La préparation est un peu longue sur la durée, mais il n'y a quasiment rien à faire... une recette parfaite pour les paresseuses comme moi :-)


Labné fait maison
Pour préparer le yaourt : 
L de lait entier (mieux si cru)
1 yaourt (ou un flacon de ferments) 

Ustensiles : 
1 bocal pouvant contenir un peu plus d'un litre
1 thermomètre précis 
1 grande casserole
1 bol
1 fouet
et... 1 châle ou un bonnet de laine


PREMIÈRE ETAPE : si vous utilisez directement du yaourt, vous pouvez passer tout de suite à la deuxième étape. 

La veille, préparer le yaourt. (pour la version complète et bien plus explicative des mécanismes, vous pouvez cliquer ICI)

Dans une grande casserole, porter le lait à ébullition. Lorsqu'il commence à bouillir (je ne peux que vous vanter les mérites de l'anti-monte lait), baisser le feu et le laisser à petit bouillon pendant 15 minutes. 

Après 15 minutes, éteindre le feu et y plonger un thermomètre. Laisser le lait redescendre à 60°. L'encemencement du lait (c'est-à-dire le moment où les ferments vont être intégrés au lait) doit impérativement se faire entre 45 et 55° mais surtout pas au dessus de 60°, ce qui tuerait les ferments en question (et donc, pas de yaourt...). 

Pendant ce temps, préparer dans un bol le yaourt légèrement battu. Il en faut 3 cc pour un litre de lait, mais par habitude et pour ne pas laisser mon autre yaourt ouvert, je le mets en entier. Si ce sont des ferments, il faut les réactiver dans un peu de lait. 

Verser environ une louche de lait (lorsqu'il est juste en dessous de 60°) sur le yaourt et bien mélanger avec un fouet. L'ajouter ensuite au reste du lait et bien mélanger à nouveau. 

Verser le lait dans un grand bocal, et le fermer. Le recouvrir immédiatement d'un grand châle ou même d'une couverture en laine (dans l'article sur le yaourt, c'est même un bonnet en laine).
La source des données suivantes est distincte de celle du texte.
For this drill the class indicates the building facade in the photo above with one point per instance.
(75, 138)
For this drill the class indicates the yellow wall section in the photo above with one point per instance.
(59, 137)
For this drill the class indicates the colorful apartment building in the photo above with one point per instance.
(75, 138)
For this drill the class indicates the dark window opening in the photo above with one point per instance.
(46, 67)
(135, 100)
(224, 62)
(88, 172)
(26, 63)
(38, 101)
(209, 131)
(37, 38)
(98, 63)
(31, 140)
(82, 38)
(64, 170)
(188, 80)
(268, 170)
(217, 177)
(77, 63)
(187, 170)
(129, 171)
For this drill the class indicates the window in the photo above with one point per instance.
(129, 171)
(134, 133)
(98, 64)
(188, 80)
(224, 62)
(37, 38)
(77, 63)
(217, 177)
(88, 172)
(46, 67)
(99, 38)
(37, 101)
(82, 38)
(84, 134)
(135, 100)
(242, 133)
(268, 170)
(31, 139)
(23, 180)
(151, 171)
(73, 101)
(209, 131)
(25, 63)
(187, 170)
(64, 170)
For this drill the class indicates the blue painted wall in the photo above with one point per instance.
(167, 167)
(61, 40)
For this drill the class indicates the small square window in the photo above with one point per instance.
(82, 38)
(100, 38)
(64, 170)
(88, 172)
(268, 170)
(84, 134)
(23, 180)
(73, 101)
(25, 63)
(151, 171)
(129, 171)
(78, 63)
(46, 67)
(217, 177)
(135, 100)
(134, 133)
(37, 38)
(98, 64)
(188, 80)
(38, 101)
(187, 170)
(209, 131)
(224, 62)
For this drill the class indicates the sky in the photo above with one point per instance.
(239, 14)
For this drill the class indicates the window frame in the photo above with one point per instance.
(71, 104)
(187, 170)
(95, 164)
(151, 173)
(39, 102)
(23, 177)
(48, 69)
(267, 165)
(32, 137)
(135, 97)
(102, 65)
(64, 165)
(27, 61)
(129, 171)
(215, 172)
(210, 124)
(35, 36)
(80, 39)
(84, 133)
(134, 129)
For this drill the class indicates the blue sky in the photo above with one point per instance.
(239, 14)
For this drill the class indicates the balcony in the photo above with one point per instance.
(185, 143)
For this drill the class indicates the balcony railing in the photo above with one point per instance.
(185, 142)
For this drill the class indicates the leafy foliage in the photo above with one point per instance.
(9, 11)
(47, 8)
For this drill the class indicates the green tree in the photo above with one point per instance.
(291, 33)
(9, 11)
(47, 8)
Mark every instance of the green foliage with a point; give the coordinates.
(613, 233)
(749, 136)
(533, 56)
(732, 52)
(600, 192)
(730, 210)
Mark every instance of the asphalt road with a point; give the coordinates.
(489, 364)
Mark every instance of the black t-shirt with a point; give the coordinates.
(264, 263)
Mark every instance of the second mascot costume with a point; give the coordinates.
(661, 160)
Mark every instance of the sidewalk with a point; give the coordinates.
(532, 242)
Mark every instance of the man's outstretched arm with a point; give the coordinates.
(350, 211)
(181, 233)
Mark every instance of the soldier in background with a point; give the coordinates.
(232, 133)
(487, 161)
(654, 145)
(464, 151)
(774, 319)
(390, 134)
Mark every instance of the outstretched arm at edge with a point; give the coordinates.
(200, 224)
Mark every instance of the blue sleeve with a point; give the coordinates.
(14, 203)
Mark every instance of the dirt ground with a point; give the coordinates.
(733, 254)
Le laisser dehors, près d'un radiateur ou au soleil si c'est la belle saison, pendant 3 heures. L'entreposer ensuite au moins 5 - 6 heures au réfrigérateur afin qu'il finisse de solidifier. 


DEUXIÈME ETAPE : Préparer le labné. 

Sortir le yaourt et y ajouter une pincée de sel puis mélanger (facultatif). 
Recouvrir une passoire d'étamine puis y verser le yaourt. En théorie, il faut un tissus tressé de manière très serrée en lin mais dans l'absolu, si vous n'avez pas non plus d'étamine, de la gaze stérile fait très bien l'affaire. Il suffit de superposer deux grandes feuilles de gaze afin que le maillage soit suffisamment serré. 

Déposer la passoire dans un saladier plus grand, couvrir et entreposer au frais pendant toute une nuit. Si vous souhaitez un labné plus consistant, il faut ajouter au moins une dizaine d'heure. 

Retirer le labné de l'étamine et le déposer dans un plat creux. Battre légèrement puis servir nature ou avec d'huile d'olive et de poivre. 

Le labné se conserve couvert au réfrigérateur pendant environ 2 à 3 jours.